5 Ekim günü ““Kürt Sorunu”ndan Türk Sorununa – Kongre Girişimi İçin Bir Durum Değerlendirmesi” başlıklı yazıyı bir an önce bitirmeye çalışırken, bir ara yorulup küçük bir ara vermek için Facebook’a baktığımda, Sayın Sait Tabak’ın “ziya yılmazı -4- ekim akşamı,, maltepe-süreyyapaşa ğöğüs hastanesinde kaybettik. başımız sağolsun. siz niğde cezaevinde beraber yattınız sanırım. anılarınız çoktur. Selamlar” şeklindeki mesajı ile karşılaştım.
Mesaj yollanalı epey olmuştu. Cenazenin ne zaman kalkacağını yine mesaj olarak sordum. Hemen bir cevap görmeyince, herhalde çıktı diye düşündüm. Cenazenin ne zaman nereden kalkacağını bilseydi yazardı her halde diye düşüdüm.

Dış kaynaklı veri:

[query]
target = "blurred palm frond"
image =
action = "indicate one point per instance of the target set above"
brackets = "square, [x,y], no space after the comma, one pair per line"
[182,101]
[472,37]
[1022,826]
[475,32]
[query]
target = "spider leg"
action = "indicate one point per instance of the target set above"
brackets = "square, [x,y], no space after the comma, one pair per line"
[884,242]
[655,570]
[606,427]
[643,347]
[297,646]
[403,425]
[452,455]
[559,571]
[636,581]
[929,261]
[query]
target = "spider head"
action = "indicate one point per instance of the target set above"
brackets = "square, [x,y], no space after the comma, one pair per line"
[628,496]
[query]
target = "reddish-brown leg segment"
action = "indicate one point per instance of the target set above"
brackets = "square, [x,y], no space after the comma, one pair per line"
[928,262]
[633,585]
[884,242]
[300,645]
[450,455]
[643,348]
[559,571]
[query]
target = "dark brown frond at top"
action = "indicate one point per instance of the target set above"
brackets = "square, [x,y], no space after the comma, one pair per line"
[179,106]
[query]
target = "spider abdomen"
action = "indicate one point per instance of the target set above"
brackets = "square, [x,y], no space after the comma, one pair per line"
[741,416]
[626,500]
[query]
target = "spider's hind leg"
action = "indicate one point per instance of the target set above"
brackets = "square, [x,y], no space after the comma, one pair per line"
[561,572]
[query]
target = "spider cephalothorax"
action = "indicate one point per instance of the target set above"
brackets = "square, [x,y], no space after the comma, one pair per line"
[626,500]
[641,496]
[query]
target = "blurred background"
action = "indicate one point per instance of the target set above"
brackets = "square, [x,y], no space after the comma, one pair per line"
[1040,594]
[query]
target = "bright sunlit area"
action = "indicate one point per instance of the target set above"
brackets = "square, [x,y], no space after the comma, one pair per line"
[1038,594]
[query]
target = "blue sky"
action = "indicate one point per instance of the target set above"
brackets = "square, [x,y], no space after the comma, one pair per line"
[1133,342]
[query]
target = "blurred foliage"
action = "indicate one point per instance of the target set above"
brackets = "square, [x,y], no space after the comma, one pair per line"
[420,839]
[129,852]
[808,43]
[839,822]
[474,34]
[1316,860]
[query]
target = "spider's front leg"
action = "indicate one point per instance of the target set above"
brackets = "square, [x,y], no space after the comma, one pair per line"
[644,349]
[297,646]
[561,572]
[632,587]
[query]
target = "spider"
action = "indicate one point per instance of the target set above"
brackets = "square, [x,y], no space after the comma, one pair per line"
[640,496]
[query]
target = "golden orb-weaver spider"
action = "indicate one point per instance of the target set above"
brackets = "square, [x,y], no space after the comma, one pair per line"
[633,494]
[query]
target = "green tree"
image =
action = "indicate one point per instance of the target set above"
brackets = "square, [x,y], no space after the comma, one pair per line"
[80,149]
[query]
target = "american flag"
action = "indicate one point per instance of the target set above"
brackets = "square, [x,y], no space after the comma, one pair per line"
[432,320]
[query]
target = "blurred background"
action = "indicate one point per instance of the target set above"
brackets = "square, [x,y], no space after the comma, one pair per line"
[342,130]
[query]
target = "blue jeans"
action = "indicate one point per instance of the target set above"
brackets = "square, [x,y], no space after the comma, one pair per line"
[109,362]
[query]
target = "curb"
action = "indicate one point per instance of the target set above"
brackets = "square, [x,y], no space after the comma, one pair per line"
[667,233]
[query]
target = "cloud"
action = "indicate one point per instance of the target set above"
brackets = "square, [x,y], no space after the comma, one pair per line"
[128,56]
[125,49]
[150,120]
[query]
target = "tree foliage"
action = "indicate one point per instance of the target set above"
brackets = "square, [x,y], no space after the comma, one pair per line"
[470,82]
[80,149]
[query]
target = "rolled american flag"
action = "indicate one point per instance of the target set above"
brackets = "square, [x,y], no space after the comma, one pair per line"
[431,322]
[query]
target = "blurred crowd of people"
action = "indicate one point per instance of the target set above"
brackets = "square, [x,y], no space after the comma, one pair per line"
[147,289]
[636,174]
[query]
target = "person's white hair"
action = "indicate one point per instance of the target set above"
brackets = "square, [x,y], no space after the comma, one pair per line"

Ziya Yılmaz ile yıllarca Niğde’de Cezaevinde yatmıştık. Özellikle Niğde’ye gittiğimiz ilk yıl, oldukça yakın olduğunuz bir dönem olmuştu. Her gün saatlerce konuşurduk. Konuşabileceğim tek kişiydi adeta. Sonra yavaş yavaş konuşmalarımız azalmış, teorik ve siyasi diyalogumuz bitmiş, karşılıklı saygılı ama bir merhaba veya gündelik yaşama ilişkin bazı konuşmaların ötesinde bir ilişkimiz kalmamıştı. Niğde’den ayrıldıktan sonra da bir daha görmedim. Uzaktan haberlerini alıyordum. Karadeniz’in öncülerinden, Türkiye sosyalist ve devrimci hareketinin tarihinde bir yeri olan bu hapishane arkadaşımı uğurlamayı çok isterdim.